Won Jun Seo, Ki Tae Kim, You-Jin Jang, Yoon Young Choi, Jong-Han Kim
Abstract
Open AccessPurpose Recent studies have investigated intraperitoneal paclitaxel (IP PTX) combined with systemic chemotherapy for the treatment of gastric cancer peritoneal metastases (GCPM). This clinical trial integrated translational study was conducted to identify biomarkers that can predict patient responses to IP PTX plus systemic systemic S-1 plus oxaliplatin (SOX) chemotherapy. Materials and methods Patients from the PIPS-GC phase Ib/II clinical trial, enrolled at the Korea University Guro Hospital, were included in analyses. Whole exome and transcriptome sequencing were performed on formalin-fixed, paraffin-embedded gastric tumor, normal gastric, and peritoneal tumor tissues. A metastatic tumor-specific gene set was analyzed using The Cancer Genome Atlas (TCGA) gastric cancer data and publicly available single-cell RNA sequencing (scRNA-seq) datasets. Spatial transcriptomic analysis of primary and peritoneal tumors from a non-responder was performed to validate candidate biomarkers.

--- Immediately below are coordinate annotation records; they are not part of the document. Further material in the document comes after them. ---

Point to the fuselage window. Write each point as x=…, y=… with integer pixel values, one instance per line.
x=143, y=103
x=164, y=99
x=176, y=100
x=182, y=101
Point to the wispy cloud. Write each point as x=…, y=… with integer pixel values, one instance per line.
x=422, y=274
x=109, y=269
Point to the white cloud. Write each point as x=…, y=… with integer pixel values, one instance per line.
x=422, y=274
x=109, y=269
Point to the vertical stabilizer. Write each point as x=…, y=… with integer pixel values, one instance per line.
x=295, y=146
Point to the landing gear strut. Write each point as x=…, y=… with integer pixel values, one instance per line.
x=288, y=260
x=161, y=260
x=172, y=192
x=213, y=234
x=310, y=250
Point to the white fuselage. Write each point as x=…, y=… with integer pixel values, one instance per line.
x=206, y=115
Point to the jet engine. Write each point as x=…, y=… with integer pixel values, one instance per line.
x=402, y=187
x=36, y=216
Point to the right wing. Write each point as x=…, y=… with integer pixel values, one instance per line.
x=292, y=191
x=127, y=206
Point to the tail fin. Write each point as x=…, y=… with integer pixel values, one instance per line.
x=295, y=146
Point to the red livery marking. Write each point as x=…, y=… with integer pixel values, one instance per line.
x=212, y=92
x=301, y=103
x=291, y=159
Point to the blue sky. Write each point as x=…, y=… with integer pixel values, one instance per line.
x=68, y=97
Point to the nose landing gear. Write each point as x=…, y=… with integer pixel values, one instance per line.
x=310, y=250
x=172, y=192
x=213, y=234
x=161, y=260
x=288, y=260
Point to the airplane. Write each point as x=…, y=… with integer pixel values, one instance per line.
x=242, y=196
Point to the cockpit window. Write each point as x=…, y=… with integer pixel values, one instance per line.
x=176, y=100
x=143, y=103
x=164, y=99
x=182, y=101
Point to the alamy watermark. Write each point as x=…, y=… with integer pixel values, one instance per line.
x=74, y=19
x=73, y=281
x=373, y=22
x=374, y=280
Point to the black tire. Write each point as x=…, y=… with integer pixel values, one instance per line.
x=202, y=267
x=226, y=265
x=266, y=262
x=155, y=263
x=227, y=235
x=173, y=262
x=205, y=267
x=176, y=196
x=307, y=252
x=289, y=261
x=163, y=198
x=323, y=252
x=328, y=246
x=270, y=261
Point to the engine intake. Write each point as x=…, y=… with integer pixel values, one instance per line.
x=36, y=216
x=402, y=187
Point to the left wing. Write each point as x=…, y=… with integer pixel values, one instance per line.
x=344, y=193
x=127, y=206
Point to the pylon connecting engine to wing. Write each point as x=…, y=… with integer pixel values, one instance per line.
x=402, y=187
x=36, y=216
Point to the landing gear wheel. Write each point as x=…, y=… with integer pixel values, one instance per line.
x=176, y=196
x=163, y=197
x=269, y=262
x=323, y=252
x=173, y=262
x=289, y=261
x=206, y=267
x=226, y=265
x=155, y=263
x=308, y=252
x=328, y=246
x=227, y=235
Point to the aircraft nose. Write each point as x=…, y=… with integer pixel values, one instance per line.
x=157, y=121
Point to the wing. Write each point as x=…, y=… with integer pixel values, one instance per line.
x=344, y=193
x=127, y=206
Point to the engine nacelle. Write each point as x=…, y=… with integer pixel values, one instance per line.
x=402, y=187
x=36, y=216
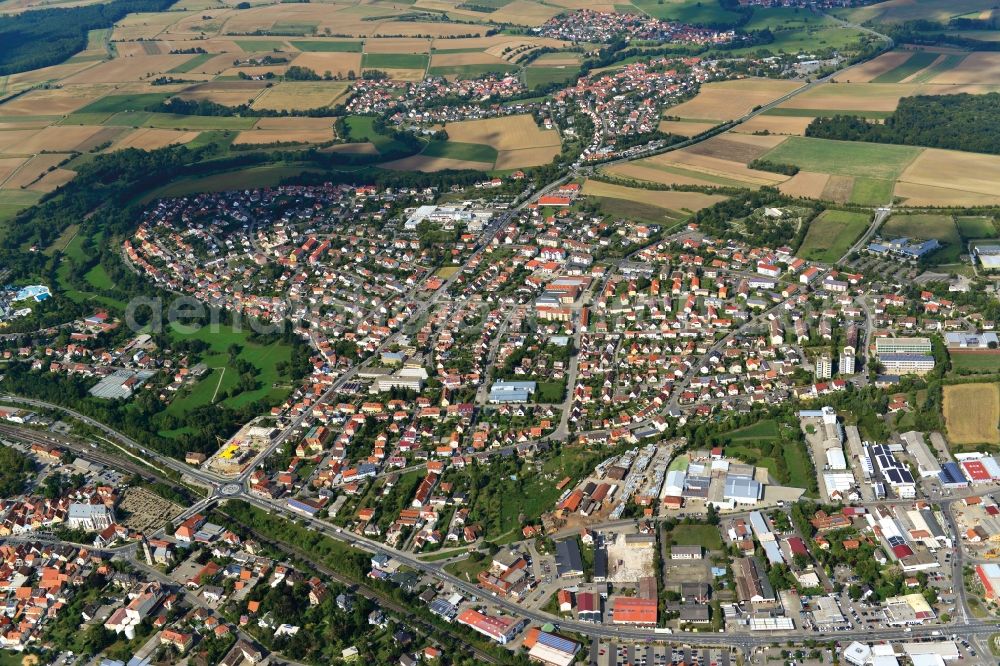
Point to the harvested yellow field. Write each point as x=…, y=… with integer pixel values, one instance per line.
x=229, y=93
x=526, y=157
x=365, y=148
x=454, y=59
x=8, y=165
x=430, y=164
x=52, y=102
x=805, y=184
x=853, y=97
x=791, y=125
x=338, y=64
x=150, y=138
x=265, y=136
x=950, y=169
x=32, y=170
x=293, y=124
x=930, y=195
x=400, y=45
x=524, y=12
x=971, y=412
x=867, y=71
x=719, y=168
x=684, y=129
x=56, y=138
x=652, y=174
x=671, y=200
x=403, y=74
x=300, y=95
x=978, y=68
x=742, y=148
x=121, y=70
x=52, y=180
x=417, y=29
x=838, y=189
x=508, y=133
x=726, y=100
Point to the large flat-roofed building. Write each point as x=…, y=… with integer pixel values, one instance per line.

Results Nine patients with gastric cancer were enrolled; six in the response group and three in the non-response group. Candidate genes for predicting IP PTX plus systemic SOX chemotherapy response were identified and compared with TCGA-GC and scRNA-seq datasets. Spatial transcriptomics revealed higher expression of thrombospondin type 1 domain-containing protein 4 (THSD4) in peritoneal tumors, which was associated with chemotherapy resistance via midkine and epithelial-mesenchymal transition pathways. Conclusion This PIPS-GC clinical trial identified THSD4 as a potential biomarker for predicting IP PTX plus systemic SOX response in gastric cancer peritoneal metastasis. Further research is required to elucidate the mechanism of action by which THSD4 affects GCPM and validate its clinical utility as a predictive biomarker for IP PTX response.